The London Studios (also known as The South Bank Studios, The London Television Centre, ITV Tower,  Kent House and LWT Tower) in Lambeth, Central London was a television studio complex owned by ITV plc and originally built for London Weekend Television. The studios were located in Central London, on the South Bank next to the IBM Building and the Royal National Theatre.  The building was set on 2.5 acres of land and was 24 floors high.  The London Studios closed on 30 April 2018. Many ITV programmes now come from BBC Studioworks Television Centre, White City, London.

The facilities were the main studios for ITV, along with a number of  production companies including ITV Studios and Shiver based in Kent House tower, while the  studios were home to many entertainment, game and daytime shows. These included Good Morning Britain, The Graham Norton Show, Ant & Dec's Saturday Night Takeaway and The Jonathan Ross Show. The studios were also used for other programmes from various other channels including BBC Television and Channel 4. ITV Creative, which promotes programmes on the ITV network, was also based at the London Studios.

History
When LWT succeeded ATV as the London weekend ITV franchisee in 1968, it rented Associated-Rediffusion's old studios at Wembley (later known as The Fountain Studios) while plans for a new studio complex in central London were drawn up.

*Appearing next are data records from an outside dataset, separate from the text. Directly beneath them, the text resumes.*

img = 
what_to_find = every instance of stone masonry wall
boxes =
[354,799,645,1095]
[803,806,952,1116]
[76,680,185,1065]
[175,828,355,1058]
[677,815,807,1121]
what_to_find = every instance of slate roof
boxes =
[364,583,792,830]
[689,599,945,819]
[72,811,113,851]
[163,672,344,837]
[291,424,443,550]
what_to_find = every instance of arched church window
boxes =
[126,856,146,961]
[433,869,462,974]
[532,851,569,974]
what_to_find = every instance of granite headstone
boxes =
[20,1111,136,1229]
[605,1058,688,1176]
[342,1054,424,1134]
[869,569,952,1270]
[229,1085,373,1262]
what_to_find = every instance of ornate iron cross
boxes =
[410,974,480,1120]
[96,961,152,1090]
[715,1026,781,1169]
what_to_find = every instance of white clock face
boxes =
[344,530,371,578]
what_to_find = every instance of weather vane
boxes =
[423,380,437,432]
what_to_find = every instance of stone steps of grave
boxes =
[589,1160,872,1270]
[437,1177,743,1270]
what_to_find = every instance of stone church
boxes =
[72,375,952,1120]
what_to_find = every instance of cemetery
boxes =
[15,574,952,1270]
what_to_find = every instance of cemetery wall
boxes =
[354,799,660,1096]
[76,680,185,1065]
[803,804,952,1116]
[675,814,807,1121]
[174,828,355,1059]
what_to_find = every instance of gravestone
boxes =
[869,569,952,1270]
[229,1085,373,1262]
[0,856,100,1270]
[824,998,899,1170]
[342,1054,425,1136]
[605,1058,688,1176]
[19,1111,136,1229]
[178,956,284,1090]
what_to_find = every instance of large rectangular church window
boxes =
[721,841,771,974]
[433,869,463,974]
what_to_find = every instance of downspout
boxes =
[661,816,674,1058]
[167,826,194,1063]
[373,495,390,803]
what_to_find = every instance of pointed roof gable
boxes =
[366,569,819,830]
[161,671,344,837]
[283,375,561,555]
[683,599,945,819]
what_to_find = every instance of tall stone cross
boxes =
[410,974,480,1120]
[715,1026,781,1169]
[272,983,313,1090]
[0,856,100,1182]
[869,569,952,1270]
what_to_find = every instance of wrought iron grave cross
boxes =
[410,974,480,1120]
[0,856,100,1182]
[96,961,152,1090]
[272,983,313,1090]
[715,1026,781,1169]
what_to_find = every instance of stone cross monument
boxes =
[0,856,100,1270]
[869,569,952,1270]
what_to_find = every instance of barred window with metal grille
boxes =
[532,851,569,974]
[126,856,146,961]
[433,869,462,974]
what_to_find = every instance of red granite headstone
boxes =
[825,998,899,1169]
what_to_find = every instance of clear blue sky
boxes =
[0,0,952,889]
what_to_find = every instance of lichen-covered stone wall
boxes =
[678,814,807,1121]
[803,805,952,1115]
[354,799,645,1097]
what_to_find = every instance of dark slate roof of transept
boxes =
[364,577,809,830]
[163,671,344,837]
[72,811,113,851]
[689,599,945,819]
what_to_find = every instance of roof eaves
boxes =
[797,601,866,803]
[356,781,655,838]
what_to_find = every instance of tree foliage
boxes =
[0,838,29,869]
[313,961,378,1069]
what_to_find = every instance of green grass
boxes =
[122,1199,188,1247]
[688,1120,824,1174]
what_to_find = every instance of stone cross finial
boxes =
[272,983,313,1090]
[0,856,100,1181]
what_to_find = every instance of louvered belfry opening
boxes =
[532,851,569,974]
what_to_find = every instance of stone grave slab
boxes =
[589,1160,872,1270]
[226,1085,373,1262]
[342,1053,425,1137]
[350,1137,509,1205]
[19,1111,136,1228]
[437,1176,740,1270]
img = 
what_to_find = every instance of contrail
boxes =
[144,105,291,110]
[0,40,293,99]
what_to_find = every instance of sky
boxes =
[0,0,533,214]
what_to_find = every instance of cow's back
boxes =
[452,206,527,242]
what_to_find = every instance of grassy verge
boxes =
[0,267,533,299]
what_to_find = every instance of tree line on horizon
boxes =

The chosen site stood beside the then new Royal National Theatre on the South Bank of the River Thames. It was bought in 1969, and construction work, awarded to Higgs and Hill, began in 1970. The centre opened for transmission in 1972, though it was not fully operational until 1974. The complex was owned by the pension fund of the National Coal Board and leased by the station. It was originally called The South Bank Television Centre (a name that lasted until the early 1990s) and at the time was the most advanced television centre in Europe.

On 28 January 2013 ITV plc finally bought the freehold of the now renamed London Television Centre for £56 million from what had become Coal Pension Properties.

On social media, the building is named 'ITV Towers' since the purchase in January 2013. The official name of the building is The London Television Centre (with the studio business branded as 'The London Studios'), that being the logo in reception and around the building.

The site closed in April 2018 for demolition. Initially, ITV intended to redevelop the site with three smaller studios, but in October 2018 it announced it would not be returning to the South Bank, and the whole site would be redeveloped into premium housing.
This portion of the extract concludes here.